Saturday, September 4, 2010
In Which Trai Reviews 'Let the Right One In'
The Book: Let the Right One In
The Author: John Ajvide Lindqvist
How I Found It: The rave reviews for the 2008 movie made me curious back then, and the upcoming American remake (due October 1st) inspired me to finally pick this one up. Given the remake's impending release, the book was just rereleased this Tuesday with a cool new cover and the original title, Let Me In.
The Review: All I can say is, this is the first time I have ever closed a book and thought, "[expletive], that's terrifying!" I am never going to trust small children again. And between this and Stieg Larsson, I am damn sure I am never going to visit Sweden.

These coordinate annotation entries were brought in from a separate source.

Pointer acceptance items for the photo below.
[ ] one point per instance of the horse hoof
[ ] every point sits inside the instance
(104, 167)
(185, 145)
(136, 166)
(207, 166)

The story rightly deserves the praise it has received--I can't speak yet for the film, which I haven't seen, but I hopefully will be able to in a few days. Meanwhile, I can say that this is one of the most carefully-constructed vampire tales I've ever read, and though some have suggested that trimming could have helped the story, I'm at a loss as to how that could have been done without sacrificing the narrative's interrelated events. Some tout this as more fiction than horror, and I can see their point, but some of the images in this book got to me far more than most would, so for this reader, it's horror.
The story takes place in Blackeberg, a small Swedish suburb that's described as having "no history." Oskar is 12 years old and relentlessly bullied by boys in his class who want to punish him just for existing. He shoplifts to feel alive and stabs trees to take out his aggression against his attackers. He's also fascinated by horror stories and murder. One such murder has just taken place in his town--a boy around Oskar's age has been killed and drained of blood, and the murderer hasn't yet been caught.
One night, Oskar meets a little girl his age on the jungle gym outside his apartment complex. She smells like death and doesn't seem to be bothered by the cold, and she's fascinated by Oskar's makeshift Rubik's Cube and puzzles in general. Her name is Eli, and she and Oskar slowly form a friendship. She advises Oskar on how to fight back against the bullies, and Oskar gives her his Rubik's Cube. Eventually, they decide to "go steady" in an innocent way.
Events begin to spiral out of control when Hakan, Eli's guardian, becomes incapacitated during one of the murders he commits to get blood for Eli. Eli has to begin to kill herself, but this leads to unexpected and horrifying consequences for Eli, Oskar, and the people of Blackeberg.
This was definitely an interesting take on vampire mythology and Lindqvist twisted some familiar elements in order to create his own version of a vampire. Eli's abilities and aspects of her vampirism are never fully explained, but that made it scarier, in my opinion. We know full well what Eli is capable of, however. This is a perpetually 12-year-old child who has to kill to live. That alone is horrifying. But in spite of this, Eli and Oskar make a pairing that's easy to love and is actually quite sweet. Lindqvist manages to make a completely convincing love story about two outsiders who are in the middle of unimaginable and fantastical circumstances.
Even though the story is about children, there's definitely some graphic content, sexually and violence-wise: Hakan is a pedophile and some sexual acts are shown, and the murders are quite violent. This is also the only story that I know of that portrays a vampire bite as incredibly painful (as opposed to the sexually-charged sensation that's usually shown today). There was a healthy amount of body horror involved; some of the descriptions really got to me and Lindqvist definitely had a good feel of people's innermost fears. His descriptions of life as a vampire got me thinking in a way no other vampire novel ever has. He manages to convey the desolation one would assume comes from being a vampire perfectly.
None of the characters are entirely sympathetic, and almost none of them emerge as good guys in the end. The bullies who pick on Oskar truly know no bounds, and the murder we get to see Hakan commit is grisly (so, too, is his ultimate fate). Even if Oskar and Eli's actions were at times unsympathetic, I still felt for them. I wanted Oskar to stand up to his bullies and, perversely, even if it meant murder, I wanted Eli to be able to continue to live and be there for Oskar. Eli and Oskar manage to bring out the best in each other in interesting ways, and I'm intrigued by how this will play out in both screen versions.
I would definitely recommend this one for fans of horror and true vampire fiction, with a warning for extremely (to me!) violent content and some truly disturbing implications in the end. Lindqvist is certainly one to watch.